2-5.封じ込め性能に影響を与える要素

ヒュームフード自体が適切な封じ込め性能を発揮できる能力を有していても、接続されている設備や周囲の環境が不適切な状態であれば、その性能を発揮できないことになります。 排気ダクト、排気ファンの能力、排気風量の適切な調整、適切な電気制御など、関連する設備が適切に稼動して始めて機能することになるからです。
例えば、排気ファンの能力が適切であっても、排気ダクトの一部に穴が開いていれば、ヒュームフードの排気風量は維持できなくなります。実験室の設備工事が終了した段階において、関連する設備全体が適切に施工され、的確に機能しているかどうかを確認することはとても重要な行為です。また、この確認は稼動後にも定期的に行なわれる必要があります。

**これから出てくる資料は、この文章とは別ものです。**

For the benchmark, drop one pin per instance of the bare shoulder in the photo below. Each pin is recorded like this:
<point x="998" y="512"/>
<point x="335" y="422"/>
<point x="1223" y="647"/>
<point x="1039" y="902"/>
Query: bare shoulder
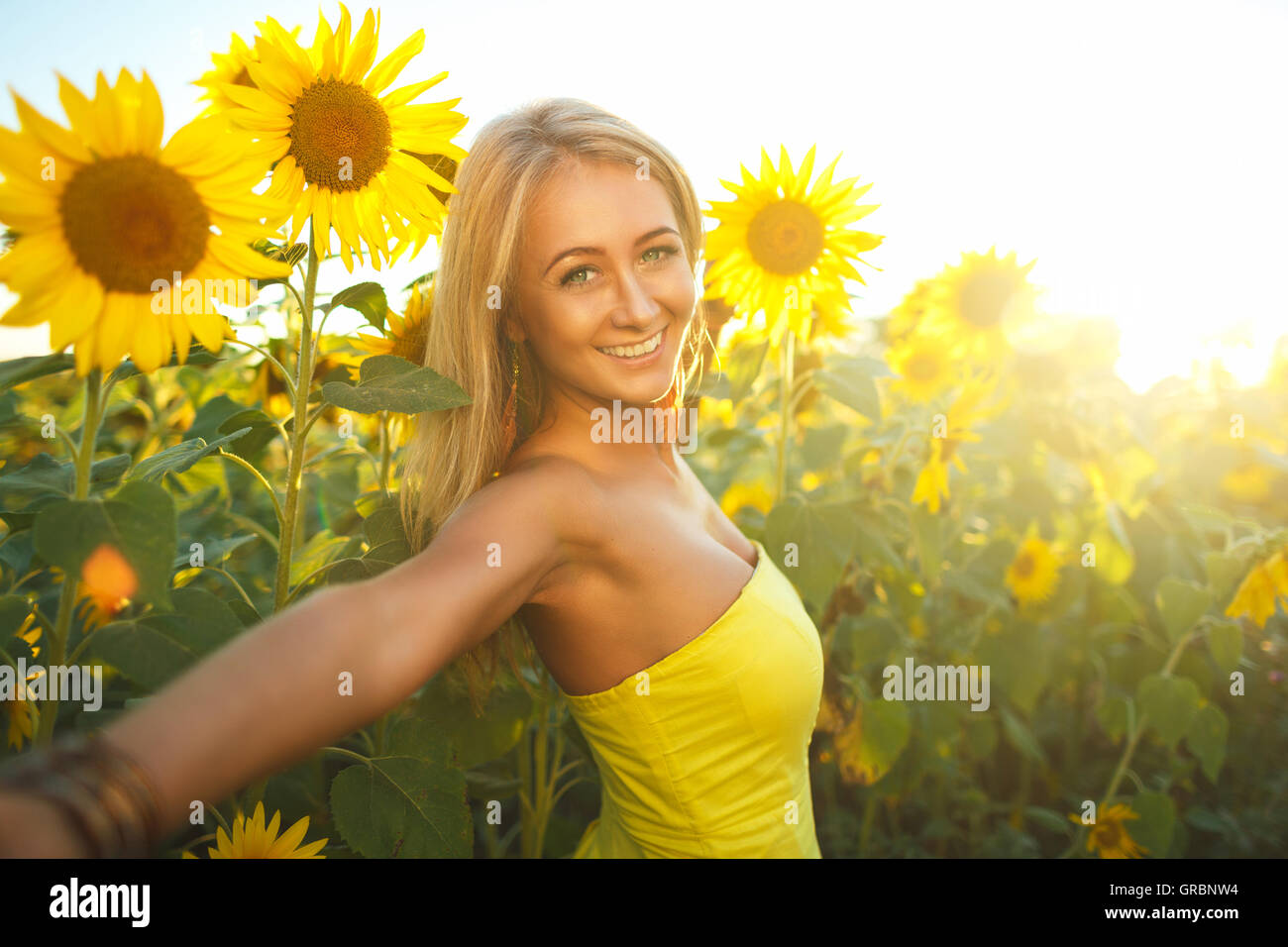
<point x="567" y="496"/>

ヒュームフードの封じ込め性能に影響を与える要素としては、大きく以下の5項目があります。

  • 1)適切な制御風速(排気風量)の維持
  •  排気ダクトと排気ファンが適切に設備されて、 設置されたヒュームフードに必要な排気風量が設定・維持されないと、制御風速が維持できなくなり、封じ込め性能が低下します。 排気風量は高すぎても悪影響を及ぼします。
  • 2)設置場所における干渉風の影響
  •  作業開口部に干渉する気流は封じ込め性能の 低下を招きます。空調機の吹き出し気流や吸引気流、扉や窓の開閉により発生する気流、周囲の器械等から発生する気流などです。
  • 3)前を横切る人の影響
  •  作業開口部の直前を人が横切る際に、内部の ガス等を誘引する現象が起きます。 また、実験者に接触すると事故に発展する可能性もあ ります。
  • 4)作業者の動作による影響
  •  作業者の動作は乱流の発生要素の一つです。 適切な作業慣習の実行が必要です。
  • 5)器材の配置と実験操作
  •  内部に大型の機材を置いたり、大きな熱源を 使用する場合には、適切な設置方法や運用方法が必要です。 (4)(5)については「3.運用と使用方法」を参照)


実際の設置現場において、ヒュームフードの封じ込め性能を簡易的に確認する方法として、以下の2つをお勧めします。

  • ①風速測定
  • 運用上の最大の作業開口において制御風速の測定を行い、適切な風速が維持できているかどうか、場所による違いがあるかどうかなどを確認することができます。(図2-5a.参照)
  • ②スモークによる可視化 煙を利用して作業開口面の内部および外部の気流の状態を確認して、気流がきれいに流入して逆流などを起こしていないか、また、気流を大きく乱している要素はないかなどを確認することができます。市販の発煙管やミスト発生装置などが利用できますが、市販の線香を利用しても良いでしょう。(図2-5b.参照)


上記の確認でヒュームフードの流入気流に影響を与える要素、例えば空調機の吹出し気流が直接作業開口部に当たっているなどの状況が判明した場合は、吹出し口の向きを変えたり拡散板を付けるなどの対応を取るべきです。


図2-5a.風速測定

  • 御風速の測定は前面開口平面で行います。(例:写真左) 測定には通常、熱線式風速計(例:写真右)が使用されます。風速計の正しい使い方を理解しておくことも大切な要素です。


図2-5b.スモークによる可視化

  • スモークテストでは前面サッシを使用開口高さ(実際に使用する最大の開度)にして、開口部の周囲および中央付近の外側にスモークを発生させて内部にスムーズにスモークが吸引されて逆流が生じていないことを確認します。